Although many people now consider 3D printing the ultimate form of rapid prototyping, prototype machining has its place in creating prototype parts. The process is still beneficial and should be considered as a prototyping technique.

Prototypes can have different functions. The most basic is as props and placeholders – a loose representation of a final part conveying a visual representation of how the final product will look and function.

These types of prototypes help the research and development team to provide proof of concept and guide the process. If these prototypes are made to a high standard they can be used to pitch the idea to investors.

Machining can be an excellent choice for prototyping but its use depends on the nature of the prototype.

Here are some questions that you need to answer before deciding on prototype machining.

  • What is the purpose of the prototype?
  • What material will it be made?
  • What will be the material of the final product?
  • All these questions will guide the user to use the most appropriate type of prototyping.

From File to Prototype

One of the biggest reasons why many manufacturers prefer prototype machining is the CNC element in the machining.
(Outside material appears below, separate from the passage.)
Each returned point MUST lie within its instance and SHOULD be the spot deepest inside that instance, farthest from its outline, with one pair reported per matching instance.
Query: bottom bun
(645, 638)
Because prototype machining is a digital process that creates a part from a computer file, it allows engineers to speed up the prototyping process.
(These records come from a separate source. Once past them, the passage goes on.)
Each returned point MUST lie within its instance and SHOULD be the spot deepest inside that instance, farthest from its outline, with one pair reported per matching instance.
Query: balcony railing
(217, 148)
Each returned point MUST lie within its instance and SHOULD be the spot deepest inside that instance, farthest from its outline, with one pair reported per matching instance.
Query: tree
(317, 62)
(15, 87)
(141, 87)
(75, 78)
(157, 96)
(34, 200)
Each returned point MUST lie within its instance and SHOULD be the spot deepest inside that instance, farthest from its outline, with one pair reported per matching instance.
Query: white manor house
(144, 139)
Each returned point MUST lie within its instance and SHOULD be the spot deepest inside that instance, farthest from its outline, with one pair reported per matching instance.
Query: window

These machined parts can closely resemble the intended finished part with similar dimensions. Plus, in prototype machining, the degree of repeatability is high.

Also, the digital nature of the machining process allows for quick and precise alterations. If the machined prototype has exhibited flaws in its physical flaw resulting from incorrect design, the product development team can go back to the CAD software to make changes for the next prototype.
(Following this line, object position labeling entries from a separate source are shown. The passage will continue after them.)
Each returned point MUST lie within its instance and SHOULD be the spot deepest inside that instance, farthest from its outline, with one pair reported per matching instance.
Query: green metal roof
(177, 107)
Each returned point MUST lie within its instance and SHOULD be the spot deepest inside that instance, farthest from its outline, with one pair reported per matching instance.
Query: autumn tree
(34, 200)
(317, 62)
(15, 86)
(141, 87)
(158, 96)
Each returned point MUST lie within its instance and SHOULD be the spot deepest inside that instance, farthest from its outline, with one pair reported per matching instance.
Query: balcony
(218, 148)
They can also compare the side of the prototype by side and can test how the part will perform in the real world through simulation.

Proximity to the Final Part

One of the major advantages of using prototype machining to create prototypes that are similar to the final part. Because machining workshops can produce end-use parts with the same machine, they can create prototypes that closely resemble that final part.

Another factor why this is possible is because of the materials used. Most engineering metals are highly machinable, allowing engineers to create prototypes from the same or similar materials as the final part.

The process itself is also a factor. Its machined parts are strong and do not exhibit weakness along the axes. Also, creating prototypes that are close in appearance and behavior to the final part will make it easier for bridge production as there are few changes needed.